Richard Corben‘s name is synonymous with comic book art. In the era of the comic code and before the mainstream companies were even daring enough to start deconstructing their own universes, Richard was pushing the boundaries in Heavy Metal and other magazines. He has continued his long and talented career since then. His most recent offering is Rat God which he wrote and illustrated himself. We got a chance to talk with him about the new series
Graphic Policy: Rat God #1 still leaves a lot open as to where the story is going as it incorporates in three different groups of people. It does tie in some common themes though, such as travel, love and being an outsider. Which themes are the most important in this series?
Richard Corben: Of those Love is the most important. In a series of this length, there is enough space to explore several themes and how they relate to the lead character.
GP: Is it easier to both write and draw a series? Does it make it easier to realize the full story, or can it be easier to have another creator work on the story or art?
RC: For me it is certainly not easy to write and draw a story. But it is much more fulfilling to have complete control over my work, at least as much as is possible. I enjoy visualizing other writer’s stories, but when I write myself, I keep having further ideas about a scenario and I’m free to utilize them.
GP: This is a story from different times, from both the unknown setting for the natives and an earlier time for the driver and the academic. Is it hard to balance the narrative when changing the era of writing?
RC: Obviously, I don’t know what the hell I’m doing. My idea is to start in a prehistoric setting, and then try to make some connections to later events. The narrator character, Mag the hag, is one way of creating continuity between story events widely separated in time. I’m not so much trying to make a balance as to create a unity between the first book and later books.
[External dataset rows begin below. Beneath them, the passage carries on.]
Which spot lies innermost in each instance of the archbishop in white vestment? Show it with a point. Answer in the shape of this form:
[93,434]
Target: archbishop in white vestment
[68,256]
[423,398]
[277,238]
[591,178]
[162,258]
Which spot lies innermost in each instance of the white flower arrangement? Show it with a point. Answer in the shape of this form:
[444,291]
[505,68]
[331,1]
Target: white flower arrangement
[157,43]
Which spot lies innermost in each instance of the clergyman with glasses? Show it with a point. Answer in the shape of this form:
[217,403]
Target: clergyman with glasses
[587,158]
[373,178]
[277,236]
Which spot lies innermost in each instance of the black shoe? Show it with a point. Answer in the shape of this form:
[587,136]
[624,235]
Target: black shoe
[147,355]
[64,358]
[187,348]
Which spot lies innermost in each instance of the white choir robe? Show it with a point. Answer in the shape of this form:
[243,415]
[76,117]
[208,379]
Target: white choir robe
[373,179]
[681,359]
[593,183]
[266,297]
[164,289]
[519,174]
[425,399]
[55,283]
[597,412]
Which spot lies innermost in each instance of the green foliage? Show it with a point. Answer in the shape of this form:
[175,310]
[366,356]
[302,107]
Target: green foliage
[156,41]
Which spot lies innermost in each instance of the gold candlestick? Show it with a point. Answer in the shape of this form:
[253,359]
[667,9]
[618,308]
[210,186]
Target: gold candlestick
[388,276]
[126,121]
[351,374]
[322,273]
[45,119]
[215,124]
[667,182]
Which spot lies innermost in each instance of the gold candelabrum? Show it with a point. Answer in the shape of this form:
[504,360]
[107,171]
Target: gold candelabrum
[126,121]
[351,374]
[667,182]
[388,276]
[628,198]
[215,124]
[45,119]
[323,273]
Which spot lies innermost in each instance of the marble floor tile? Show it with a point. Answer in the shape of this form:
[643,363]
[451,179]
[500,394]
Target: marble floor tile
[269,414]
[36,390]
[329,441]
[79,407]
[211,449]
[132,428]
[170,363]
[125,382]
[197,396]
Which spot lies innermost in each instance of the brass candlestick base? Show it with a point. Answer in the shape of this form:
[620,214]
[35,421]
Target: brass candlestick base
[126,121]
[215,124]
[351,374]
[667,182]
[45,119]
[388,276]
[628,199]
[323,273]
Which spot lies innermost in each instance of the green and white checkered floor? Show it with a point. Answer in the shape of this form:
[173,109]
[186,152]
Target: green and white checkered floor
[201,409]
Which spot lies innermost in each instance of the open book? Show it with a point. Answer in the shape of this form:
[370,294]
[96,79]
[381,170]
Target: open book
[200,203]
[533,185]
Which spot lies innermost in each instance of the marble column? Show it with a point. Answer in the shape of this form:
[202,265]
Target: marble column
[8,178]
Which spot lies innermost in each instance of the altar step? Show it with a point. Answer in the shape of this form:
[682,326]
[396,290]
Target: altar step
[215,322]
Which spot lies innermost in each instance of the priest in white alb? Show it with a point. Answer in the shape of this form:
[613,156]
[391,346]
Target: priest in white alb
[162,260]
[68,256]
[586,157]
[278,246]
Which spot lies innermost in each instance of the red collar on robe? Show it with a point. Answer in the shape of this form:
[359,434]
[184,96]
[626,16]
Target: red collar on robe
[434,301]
GP: Why did you choose New England as the setting for this story? And why also choose a real place but then use a fictitious one for the city (Arkham)?
RC: My intention is to correlate several settings here. I admit part of my goal was to create a pastiche of some of the themes used by Lovecraft; Arkham and the Miskatonic University are obvious Lovecraftian links. There are also other instances where I use real things as well as fictitious ones, such as the real Indian tribe, the Tlingits, and a made up one, the Cthanhluks.
GP: The conflict here seems to not only be man versus man, but also man versus wilderness, as the characters struggle without fire for warmth or being stuck in a snowstorm. Are there challenges to writing when a protagonist is the natural world?
RC: In this case I’m drawing from my own anxiety and awe of the vast Northern forests. It is a common practice to isolate characters in a remote setting. I wanted to escalate this idea and put them in an extremely remote setting. Much of man’s efforts are spent on conquering nature. I want to show that in some cases, nature can’t be conquered.
GP: Race plays a part in the narrative here as well. Of course the characters are showing signs of their own prejudice, but how do you approach this as a writer to make the characters still approachable?
RC: Racial bigotry has always been with us. In the time period that I’m portraying, it was common even among intelligent sophisticated social groups. I don’t want to give away an important plot conclusion, but Clark’s prejudices will haunt him further in the story, hopefully in unexpected ways.
GP: There are a lot more questions than answers after this impressive first issue. Any clues on where the story might be going?
RC: The plot will become more entangled with more sinister characters in more atmospherically moody settings before Clark can figure out and fight his way through the situation. The writing and drawing is still a challenge to me. I hope the readers enjoy it as much as I do creating it.